Wurzelbehandlung oder Zahn ziehen? Entscheidungshilfe für Patienten
Wenn ein Zahn stark geschädigt ist oder sich entzündet hat, stellt sich häufig die Frage: Wurzelbehandlung oder Zahn ziehen? Beide Behandlungsoptionen verfolgen unterschiedliche Ziele – entweder den Zahnerhalt oder die vollständige Entfernung. Dieser Artikel bietet eine umfassende Orientierung, wann welche Methode sinnvoll ist, welche Vor- und Nachteile bestehen und worauf bei der Entscheidung geachtet werden sollte.
Wann ist eine Wurzelbehandlung notwendig?
Eine Wurzelbehandlung – auch Wurzelkanalbehandlung genannt – kommt immer dann infrage, wenn das Zahnmark (Pulpa) im Inneren des Zahns irreversibel entzündet oder bereits abgestorben ist. Die häufigsten Ursachen sind tiefe Karies, Zahntraumata oder wiederholte Behandlungen am Zahn.
Das Ziel der Behandlung ist es, den entzündeten oder toten Nerv sowie Bakterien aus dem Wurzelkanalsystem vollständig zu entfernen. Danach werden die Kanäle gereinigt, desinfiziert und mit einer speziellen Füllung bakteriendicht verschlossen.
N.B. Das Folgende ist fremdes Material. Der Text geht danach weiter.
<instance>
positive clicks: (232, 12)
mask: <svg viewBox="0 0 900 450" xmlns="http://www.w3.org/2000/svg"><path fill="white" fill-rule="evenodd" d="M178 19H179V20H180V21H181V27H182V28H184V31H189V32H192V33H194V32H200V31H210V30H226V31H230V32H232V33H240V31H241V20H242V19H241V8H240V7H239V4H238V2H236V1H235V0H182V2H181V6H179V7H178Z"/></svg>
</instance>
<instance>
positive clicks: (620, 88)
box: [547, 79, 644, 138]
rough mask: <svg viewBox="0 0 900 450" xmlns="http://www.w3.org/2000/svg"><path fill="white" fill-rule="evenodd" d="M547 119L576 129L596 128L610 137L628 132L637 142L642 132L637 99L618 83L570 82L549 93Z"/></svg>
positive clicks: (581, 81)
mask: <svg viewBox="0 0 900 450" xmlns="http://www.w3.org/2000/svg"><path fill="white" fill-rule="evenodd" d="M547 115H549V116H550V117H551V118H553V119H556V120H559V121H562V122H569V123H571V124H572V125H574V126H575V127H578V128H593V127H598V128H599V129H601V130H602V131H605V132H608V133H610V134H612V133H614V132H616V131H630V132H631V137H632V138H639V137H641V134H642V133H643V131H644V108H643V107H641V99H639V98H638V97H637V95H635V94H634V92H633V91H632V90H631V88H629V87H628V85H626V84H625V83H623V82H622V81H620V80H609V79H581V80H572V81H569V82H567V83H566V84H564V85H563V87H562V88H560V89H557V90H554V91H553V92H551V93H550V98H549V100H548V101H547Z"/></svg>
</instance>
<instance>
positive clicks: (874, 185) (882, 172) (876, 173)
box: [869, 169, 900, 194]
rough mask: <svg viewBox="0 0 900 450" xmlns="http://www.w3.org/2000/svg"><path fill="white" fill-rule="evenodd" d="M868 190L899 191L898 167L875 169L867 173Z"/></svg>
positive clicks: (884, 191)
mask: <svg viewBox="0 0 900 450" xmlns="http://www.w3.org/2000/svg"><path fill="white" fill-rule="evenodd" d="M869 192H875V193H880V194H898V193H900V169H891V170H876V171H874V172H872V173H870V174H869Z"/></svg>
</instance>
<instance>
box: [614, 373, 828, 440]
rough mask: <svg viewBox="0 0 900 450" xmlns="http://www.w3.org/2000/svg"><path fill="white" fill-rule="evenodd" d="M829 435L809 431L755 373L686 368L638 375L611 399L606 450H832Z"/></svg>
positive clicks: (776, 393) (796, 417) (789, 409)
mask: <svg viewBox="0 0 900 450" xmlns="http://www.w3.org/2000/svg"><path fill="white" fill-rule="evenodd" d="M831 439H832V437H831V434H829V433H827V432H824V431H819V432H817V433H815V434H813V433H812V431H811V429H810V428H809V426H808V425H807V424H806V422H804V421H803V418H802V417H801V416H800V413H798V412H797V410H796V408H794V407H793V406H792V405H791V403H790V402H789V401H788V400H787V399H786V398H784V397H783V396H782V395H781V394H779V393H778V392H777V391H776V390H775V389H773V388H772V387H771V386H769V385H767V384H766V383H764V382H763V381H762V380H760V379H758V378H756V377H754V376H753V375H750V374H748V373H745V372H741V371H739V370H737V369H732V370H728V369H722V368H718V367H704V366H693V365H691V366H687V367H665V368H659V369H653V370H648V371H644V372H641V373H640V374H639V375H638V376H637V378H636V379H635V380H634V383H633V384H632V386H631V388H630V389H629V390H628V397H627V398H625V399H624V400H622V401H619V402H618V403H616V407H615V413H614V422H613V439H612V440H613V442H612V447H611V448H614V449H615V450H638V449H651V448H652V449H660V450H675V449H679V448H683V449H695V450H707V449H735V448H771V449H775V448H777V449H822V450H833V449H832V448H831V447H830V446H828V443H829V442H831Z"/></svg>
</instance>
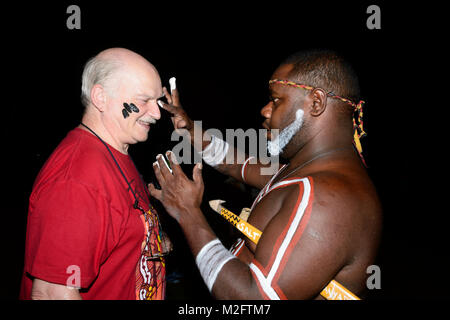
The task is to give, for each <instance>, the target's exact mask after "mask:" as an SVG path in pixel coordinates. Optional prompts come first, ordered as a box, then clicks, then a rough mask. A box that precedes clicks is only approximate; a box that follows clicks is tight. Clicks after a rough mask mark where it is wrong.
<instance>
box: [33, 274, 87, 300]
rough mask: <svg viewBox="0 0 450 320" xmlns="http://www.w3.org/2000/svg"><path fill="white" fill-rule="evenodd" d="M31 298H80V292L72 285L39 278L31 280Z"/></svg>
mask: <svg viewBox="0 0 450 320" xmlns="http://www.w3.org/2000/svg"><path fill="white" fill-rule="evenodd" d="M31 299H32V300H81V295H80V292H79V291H78V290H77V289H76V288H73V287H68V286H65V285H61V284H56V283H51V282H47V281H44V280H41V279H37V278H36V279H34V280H33V287H32V288H31Z"/></svg>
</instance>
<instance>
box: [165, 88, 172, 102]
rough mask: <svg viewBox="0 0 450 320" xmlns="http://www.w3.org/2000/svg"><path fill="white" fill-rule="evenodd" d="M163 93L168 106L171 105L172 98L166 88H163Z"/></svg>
mask: <svg viewBox="0 0 450 320" xmlns="http://www.w3.org/2000/svg"><path fill="white" fill-rule="evenodd" d="M163 93H164V96H165V97H166V99H167V102H168V103H169V104H173V100H172V96H171V95H170V93H169V91H167V88H166V87H163Z"/></svg>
So kann der Zahn im Mund erhalten bleiben und seine Funktion behalten.
Ablauf einer Wurzelbehandlung
Moderne Wurzelbehandlungen sind dank lokaler Betäubung in der Regel schmerzfrei. Der Ablauf gliedert sich in mehrere Schritte:
- Lokalanästhesie und Isolation des Zahns
- Öffnung der Zahnkrone und Zugang zu den Wurzelkanälen
- Entfernung des Nervgewebes mit feinen Instrumenten
- Desinfektion der Wurzelkanäle
- Verschluss der Kanäle mit Füllmaterial (z. B. Guttapercha)
- Abschlussversorgung mit Füllung oder Krone
Insbesondere bei Backenzähnen ist nach der Wurzelbehandlung häufig eine Krone notwendig, um die Stabilität zu gewährleisten.
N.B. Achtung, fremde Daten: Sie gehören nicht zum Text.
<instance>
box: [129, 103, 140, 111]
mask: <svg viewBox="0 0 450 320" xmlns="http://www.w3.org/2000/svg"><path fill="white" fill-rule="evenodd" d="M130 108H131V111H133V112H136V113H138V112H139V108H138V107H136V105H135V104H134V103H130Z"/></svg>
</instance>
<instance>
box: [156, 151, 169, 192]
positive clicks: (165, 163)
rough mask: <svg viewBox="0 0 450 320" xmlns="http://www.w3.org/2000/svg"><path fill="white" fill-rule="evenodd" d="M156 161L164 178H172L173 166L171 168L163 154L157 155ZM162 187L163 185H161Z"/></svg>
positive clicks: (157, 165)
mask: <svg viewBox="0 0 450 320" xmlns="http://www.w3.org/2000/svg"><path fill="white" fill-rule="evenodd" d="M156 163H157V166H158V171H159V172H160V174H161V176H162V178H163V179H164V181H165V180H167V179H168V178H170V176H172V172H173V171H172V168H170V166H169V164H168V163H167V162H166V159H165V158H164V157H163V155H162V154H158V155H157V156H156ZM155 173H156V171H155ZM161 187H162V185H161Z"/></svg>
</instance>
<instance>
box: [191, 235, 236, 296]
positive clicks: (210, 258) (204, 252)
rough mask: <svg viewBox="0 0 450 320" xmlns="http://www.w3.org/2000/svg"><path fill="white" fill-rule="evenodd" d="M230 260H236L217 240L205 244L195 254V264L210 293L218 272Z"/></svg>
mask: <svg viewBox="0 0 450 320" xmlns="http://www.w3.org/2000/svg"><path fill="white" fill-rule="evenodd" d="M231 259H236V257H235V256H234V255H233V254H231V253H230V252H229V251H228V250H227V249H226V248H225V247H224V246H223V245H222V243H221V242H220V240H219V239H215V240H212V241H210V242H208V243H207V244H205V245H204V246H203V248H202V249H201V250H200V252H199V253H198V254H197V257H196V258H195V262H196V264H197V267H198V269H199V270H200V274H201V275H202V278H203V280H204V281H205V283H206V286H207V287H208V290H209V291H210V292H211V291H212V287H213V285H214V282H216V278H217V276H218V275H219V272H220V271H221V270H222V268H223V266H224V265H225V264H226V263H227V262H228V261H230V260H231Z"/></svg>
Wann muss ein Zahn gezogen werden?
Eine Zahnextraktion wird dann erforderlich, wenn ein Zahn durch Karies, Parodontitis oder Frakturen so stark geschädigt ist, dass eine Wiederherstellung nicht mehr möglich oder sinnvoll ist. Auch aus Platzgründen – etwa bei kieferorthopädischen Behandlungen – kann das Ziehen eines Zahns medizinisch indiziert sein.
Typische Gründe für eine Zahnextraktion:
- Zerstörung der Zahnsubstanz bis unter das Zahnfleisch
- Vertikale Wurzelfrakturen
- Schwere Parodontitis mit Lockerung des Zahns
- Abszesse oder chronische Entzündungen ohne Heilungschancen
- Fehlstellungen oder Platzmangel im Zahnbogen
Knochenabbau nach Zahnextraktion
Ein häufig unterschätzter Aspekt beim Zahnverlust ist der sogenannte Knochenabbau. Nach einer Zahnentfernung fehlt dem Kieferknochen die natürliche Belastung durch die Zahnwurzel. In der Folge baut der Körper die nicht mehr benötigte Knochenstruktur ab. Dieser Prozess beginnt bereits wenige Wochen nach der Extraktion und kann langfristig zu sichtbaren Veränderungen im Gesichtsprofil führen – insbesondere bei mehreren fehlenden Zähnen.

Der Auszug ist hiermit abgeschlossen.